Yes, Iraq should be three (tribes) states. I agree that it would have eventually fallen apart. But we didn’t have to send a lot of young men and women in to get killed or maimed for the rest of their lives (oh, that’s right: they can go to a VA hospital and get right in!)
I’ll see this on BRD, not in a theatre. Sorry, Errol….
“Mega douche” sounds like a bad metal band
I finally got to see this last night on the History Channel. Toward the end of the film, Rumsfeld kept looking up words in the dictionary, in an effort to prove that, technically speaking, the U.S. government and its military hadn’t done anything wrong. It made me feel perversely happy as a writer, because it was a demonstration that words really are powerful. If you choose your terms precisely enough, they can affect government policy for a generation to come. But then I saw this article:
http://www.nytimes.com/2014/07/21/world/middleeast/in-a-clash-between-israel-and-gaza-both-sides-use-social-media-to-fire-epithets-and-hide-behind-euphemisms.html?hp&action=click&pgtype=Homepage&version=HpSum&module=a-lede-package-region®ion=lede-package&WT.nav=lede-package
It makes the same point, much more directly, but I can’t be even the slightest bit happy. It just makes me think that–even though choosing the right word can be powerful and important–if you’re quibbling over technical terms, you should ask yourself whether the war is worth fighting.

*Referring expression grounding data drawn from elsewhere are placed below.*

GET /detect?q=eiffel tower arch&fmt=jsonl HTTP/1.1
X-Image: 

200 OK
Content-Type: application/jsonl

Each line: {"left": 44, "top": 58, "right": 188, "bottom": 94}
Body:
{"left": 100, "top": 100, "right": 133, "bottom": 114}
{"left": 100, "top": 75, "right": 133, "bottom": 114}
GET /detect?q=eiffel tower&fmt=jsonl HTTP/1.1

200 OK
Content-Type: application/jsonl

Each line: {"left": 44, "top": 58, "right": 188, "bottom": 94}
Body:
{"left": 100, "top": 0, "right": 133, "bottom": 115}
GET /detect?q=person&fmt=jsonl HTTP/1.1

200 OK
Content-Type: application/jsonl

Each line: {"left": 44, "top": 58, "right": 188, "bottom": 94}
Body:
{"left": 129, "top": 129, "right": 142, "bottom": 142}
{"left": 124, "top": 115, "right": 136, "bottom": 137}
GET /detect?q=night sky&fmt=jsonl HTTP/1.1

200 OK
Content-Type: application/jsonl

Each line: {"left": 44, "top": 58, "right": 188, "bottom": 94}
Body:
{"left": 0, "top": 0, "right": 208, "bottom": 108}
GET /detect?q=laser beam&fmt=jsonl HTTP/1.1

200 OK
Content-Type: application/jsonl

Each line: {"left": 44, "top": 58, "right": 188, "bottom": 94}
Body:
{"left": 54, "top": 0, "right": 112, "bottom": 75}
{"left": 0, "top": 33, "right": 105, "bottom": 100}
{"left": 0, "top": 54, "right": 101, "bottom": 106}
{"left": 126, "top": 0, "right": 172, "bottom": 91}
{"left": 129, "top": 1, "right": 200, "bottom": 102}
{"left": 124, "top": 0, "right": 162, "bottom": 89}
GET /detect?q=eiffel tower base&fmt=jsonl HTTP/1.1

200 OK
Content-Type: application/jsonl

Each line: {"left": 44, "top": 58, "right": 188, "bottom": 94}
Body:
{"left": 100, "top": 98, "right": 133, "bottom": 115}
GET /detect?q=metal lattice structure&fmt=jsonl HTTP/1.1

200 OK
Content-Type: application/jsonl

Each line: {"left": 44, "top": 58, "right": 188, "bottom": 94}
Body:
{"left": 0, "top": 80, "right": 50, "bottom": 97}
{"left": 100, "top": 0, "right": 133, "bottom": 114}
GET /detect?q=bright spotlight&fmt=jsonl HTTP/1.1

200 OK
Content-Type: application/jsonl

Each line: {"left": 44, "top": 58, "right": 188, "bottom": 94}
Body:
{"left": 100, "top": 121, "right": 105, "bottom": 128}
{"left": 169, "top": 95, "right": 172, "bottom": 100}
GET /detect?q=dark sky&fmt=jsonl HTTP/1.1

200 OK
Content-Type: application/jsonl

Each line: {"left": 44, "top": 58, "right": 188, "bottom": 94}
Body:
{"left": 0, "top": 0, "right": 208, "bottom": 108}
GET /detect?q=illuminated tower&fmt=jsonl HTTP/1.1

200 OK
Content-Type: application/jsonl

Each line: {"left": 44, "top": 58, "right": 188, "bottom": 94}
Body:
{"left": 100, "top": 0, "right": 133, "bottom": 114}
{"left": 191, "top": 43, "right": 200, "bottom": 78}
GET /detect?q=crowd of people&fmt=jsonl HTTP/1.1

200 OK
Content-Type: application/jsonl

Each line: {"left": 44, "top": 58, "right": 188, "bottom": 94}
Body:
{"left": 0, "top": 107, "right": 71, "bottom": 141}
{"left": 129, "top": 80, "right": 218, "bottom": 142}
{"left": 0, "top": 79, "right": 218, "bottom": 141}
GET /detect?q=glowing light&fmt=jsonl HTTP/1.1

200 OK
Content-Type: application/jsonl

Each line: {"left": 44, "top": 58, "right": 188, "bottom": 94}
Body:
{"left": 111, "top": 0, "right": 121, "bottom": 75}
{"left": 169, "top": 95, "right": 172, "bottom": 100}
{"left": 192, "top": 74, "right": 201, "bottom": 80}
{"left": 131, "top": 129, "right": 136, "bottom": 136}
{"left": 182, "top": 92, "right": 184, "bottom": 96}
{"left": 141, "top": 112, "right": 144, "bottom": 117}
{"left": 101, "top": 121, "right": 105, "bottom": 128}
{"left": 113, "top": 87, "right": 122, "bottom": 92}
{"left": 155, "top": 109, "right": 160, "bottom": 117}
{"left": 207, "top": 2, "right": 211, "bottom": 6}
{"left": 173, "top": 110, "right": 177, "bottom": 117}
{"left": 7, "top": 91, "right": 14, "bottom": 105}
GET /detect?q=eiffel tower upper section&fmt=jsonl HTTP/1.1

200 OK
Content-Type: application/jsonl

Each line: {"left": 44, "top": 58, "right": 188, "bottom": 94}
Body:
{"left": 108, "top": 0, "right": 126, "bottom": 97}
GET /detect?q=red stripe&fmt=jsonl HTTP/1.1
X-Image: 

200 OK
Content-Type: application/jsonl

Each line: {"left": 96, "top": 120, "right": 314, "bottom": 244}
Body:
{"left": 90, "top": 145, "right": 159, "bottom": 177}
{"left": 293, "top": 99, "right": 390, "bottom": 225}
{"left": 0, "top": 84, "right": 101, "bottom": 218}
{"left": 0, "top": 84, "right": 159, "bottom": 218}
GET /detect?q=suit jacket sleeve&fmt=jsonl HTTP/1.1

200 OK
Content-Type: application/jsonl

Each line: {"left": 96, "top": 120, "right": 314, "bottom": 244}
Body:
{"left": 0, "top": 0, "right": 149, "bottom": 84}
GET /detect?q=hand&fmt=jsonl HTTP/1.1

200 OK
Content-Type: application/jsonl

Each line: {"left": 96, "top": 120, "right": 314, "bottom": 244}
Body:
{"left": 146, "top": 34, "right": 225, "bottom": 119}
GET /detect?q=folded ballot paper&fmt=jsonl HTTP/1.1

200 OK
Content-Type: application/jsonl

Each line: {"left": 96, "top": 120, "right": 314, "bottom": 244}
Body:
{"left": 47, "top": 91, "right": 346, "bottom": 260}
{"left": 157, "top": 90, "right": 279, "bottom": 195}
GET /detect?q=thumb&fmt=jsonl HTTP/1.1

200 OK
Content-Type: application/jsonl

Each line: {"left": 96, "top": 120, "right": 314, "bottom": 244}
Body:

I rewrote that comment multiple times–because words are important–and I’m still not sure it says what I want it to say. It may even be slightly offensive; I’m comparing two very different wars, and different types of propaganda. I posted it out of frustration over the futility of war and the horror of propaganda.
I’m going to leave it up as written. Sometimes searching for the perfect word is the most important thing in the world, and sometimes it’s important just to say something. After so many years of watching people kill and demonize each other, with no end in sight, an imperfect cry of rage is the best I can do.
To me, Rumsfeld’s dictionary nonsense is just a way for him to justify what he did. It’s all semantics and Newspeak. You know, it’s not torture, it’s enhance interrogation techniques, so it’s fine.
I wish I believed in hell, so I could believe that Rumsfeld would burn in it. But he won’t.
Waterboarding and enhanced interrogation have prevented terror attacks. It also helped get Bin Laden. Even if they were tortured, why should you or I care? These are savages who stone women and cut off the heads of men.
Please cite information–other than Zero Dark Thirty–showing that torture actually prevented a specific attack or led to the capture or death of a specific terrorist. And please show that every prisoner who was tortured was a “savage.” Your gut feeling doesn’t count as evidence.
You appall me.
Because — leaving aside the arguments about the effectiveness of torture and the “savagery” of the torturees — we should want to be BETTER PEOPLE THAN OUR ENEMIES.
If you’re a Christian, maybe now’s a good time to do the WWJD thing.
Oh, are we responding to this asshole like he’s a real person?
You’re a clueless fool and a chump.
You are also as vile to your core as the monsters in ISIS and the kind of American that is responsible for their rise.